MAESTRO: Task-Relevant Optimization via Adaptive Feature Enhancement and Suppression for Multi-task 3D Perception¶
Conference: ICCV 2025 arXiv: 2509.17462 Code: To be released Area: Autonomous Driving Keywords: Multi-task Learning, 3D Perception, BEV Segmentation, 3D Object Detection, Occupancy Prediction
TL;DR¶
This paper proposes the MAESTRO framework, which generates task-specific features and suppresses inter-task interference in multi-task 3D perception through three modules: Class-wise Prototype Generator (CPG), Task-Specific Feature Generator (TSFG), and Scene Prototype Aggregator (SPA). MAESTRO simultaneously surpasses single-task models on 3D object detection, BEV map segmentation, and 3D occupancy prediction.
Background & Motivation¶
Autonomous driving perception systems must simultaneously execute multiple tasks: 3D object detection focuses on movable foreground objects, BEV map segmentation focuses on static background structures, and 3D occupancy prediction requires attention to both foreground and background. Multi-task learning (MTL) can improve computational efficiency via a shared backbone, but inconsistent gradient directions across tasks lead to task conflicts that degrade per-task performance.

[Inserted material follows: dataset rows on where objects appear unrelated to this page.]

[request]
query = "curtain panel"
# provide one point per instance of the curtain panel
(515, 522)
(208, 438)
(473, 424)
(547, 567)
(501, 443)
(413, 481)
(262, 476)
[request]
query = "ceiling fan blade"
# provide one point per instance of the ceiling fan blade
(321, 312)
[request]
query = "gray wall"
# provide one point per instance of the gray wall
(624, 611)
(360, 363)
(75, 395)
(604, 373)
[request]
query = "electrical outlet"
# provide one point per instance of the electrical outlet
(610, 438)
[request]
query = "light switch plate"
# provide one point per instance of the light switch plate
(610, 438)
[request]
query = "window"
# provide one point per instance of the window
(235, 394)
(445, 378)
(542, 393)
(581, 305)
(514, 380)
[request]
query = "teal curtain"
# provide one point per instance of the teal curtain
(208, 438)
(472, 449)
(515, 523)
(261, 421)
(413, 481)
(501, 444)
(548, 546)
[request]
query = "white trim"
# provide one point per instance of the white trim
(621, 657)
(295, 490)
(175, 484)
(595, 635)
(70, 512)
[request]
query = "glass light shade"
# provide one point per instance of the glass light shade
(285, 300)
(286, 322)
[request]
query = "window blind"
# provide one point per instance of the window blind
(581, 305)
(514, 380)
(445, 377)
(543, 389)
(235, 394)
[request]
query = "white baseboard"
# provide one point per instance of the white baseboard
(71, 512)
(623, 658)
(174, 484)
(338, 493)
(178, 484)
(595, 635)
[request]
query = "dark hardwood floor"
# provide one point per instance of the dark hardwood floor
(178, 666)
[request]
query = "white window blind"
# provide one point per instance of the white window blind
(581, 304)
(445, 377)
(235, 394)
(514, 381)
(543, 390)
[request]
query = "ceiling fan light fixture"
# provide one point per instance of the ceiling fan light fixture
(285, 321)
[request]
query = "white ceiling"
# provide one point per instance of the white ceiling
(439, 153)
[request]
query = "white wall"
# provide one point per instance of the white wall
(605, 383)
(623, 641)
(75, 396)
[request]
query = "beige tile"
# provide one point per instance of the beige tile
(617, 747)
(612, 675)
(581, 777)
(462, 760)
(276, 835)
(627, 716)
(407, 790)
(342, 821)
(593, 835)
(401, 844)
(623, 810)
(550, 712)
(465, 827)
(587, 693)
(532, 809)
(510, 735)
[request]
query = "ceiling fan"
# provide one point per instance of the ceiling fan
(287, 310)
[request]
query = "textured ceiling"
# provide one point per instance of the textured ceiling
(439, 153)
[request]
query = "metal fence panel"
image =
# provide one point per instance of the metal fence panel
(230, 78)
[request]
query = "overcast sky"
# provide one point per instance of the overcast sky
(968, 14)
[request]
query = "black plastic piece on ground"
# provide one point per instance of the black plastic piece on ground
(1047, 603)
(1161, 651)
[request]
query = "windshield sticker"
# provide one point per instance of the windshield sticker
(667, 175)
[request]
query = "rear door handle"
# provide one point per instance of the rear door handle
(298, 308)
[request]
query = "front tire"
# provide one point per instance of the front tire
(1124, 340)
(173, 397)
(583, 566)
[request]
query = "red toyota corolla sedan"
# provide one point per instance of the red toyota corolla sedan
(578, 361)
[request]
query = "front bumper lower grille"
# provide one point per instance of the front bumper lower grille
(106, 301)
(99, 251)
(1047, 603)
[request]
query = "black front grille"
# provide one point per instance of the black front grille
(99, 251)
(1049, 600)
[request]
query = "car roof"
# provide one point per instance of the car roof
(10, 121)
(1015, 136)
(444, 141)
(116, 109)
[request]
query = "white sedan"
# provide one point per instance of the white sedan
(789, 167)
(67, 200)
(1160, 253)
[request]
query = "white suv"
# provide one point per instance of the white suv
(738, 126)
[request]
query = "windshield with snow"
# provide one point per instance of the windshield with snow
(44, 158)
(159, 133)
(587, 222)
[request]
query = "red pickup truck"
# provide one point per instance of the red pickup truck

Existing MTL methods partially alleviate these conflicts but still fail to generate truly task-specific feature representations, leaving performance below independently trained single-task models. The authors identify fundamental differences in the semantic cues and spatial regions attended to by different tasks, motivating a mechanism that enhances task-relevant information and suppresses irrelevant information from shared features.
Method¶
Overall Architecture¶
MAESTRO first extracts 2D features from multi-view images via a shared backbone, then lifts them to a 3D voxel representation \(F_s \in \mathbb{R}^{C \times X \times Y \times Z}\) using the Lift-Splat-Shoot (LSS) method. The features are subsequently processed by CPG, TSFG, and SPA in sequence to generate task-specific features, which are then forwarded to individual task heads for prediction.
Key Designs¶
-
Class-wise Prototype Generator (CPG): Semantic categories are partitioned into a foreground group (vehicles, pedestrians, etc.) and a background group (roads, sidewalks, etc.). A lightweight mask classifier computes per-voxel semantic confidence \(S_v\) from the shared voxel features, generates binary masks \(B_k\) based on the highest-confidence class, and applies average pooling over masked regions to obtain class prototypes \(P_k\). Foreground prototypes are assigned to the detection task, background prototypes to BEV segmentation, and both are jointly assigned to occupancy prediction. The core formula is \(P_k = \text{AvgPool}(F_s \otimes B_k)\). Design Motivation: Semantic grouping provides targeted prior information for each task.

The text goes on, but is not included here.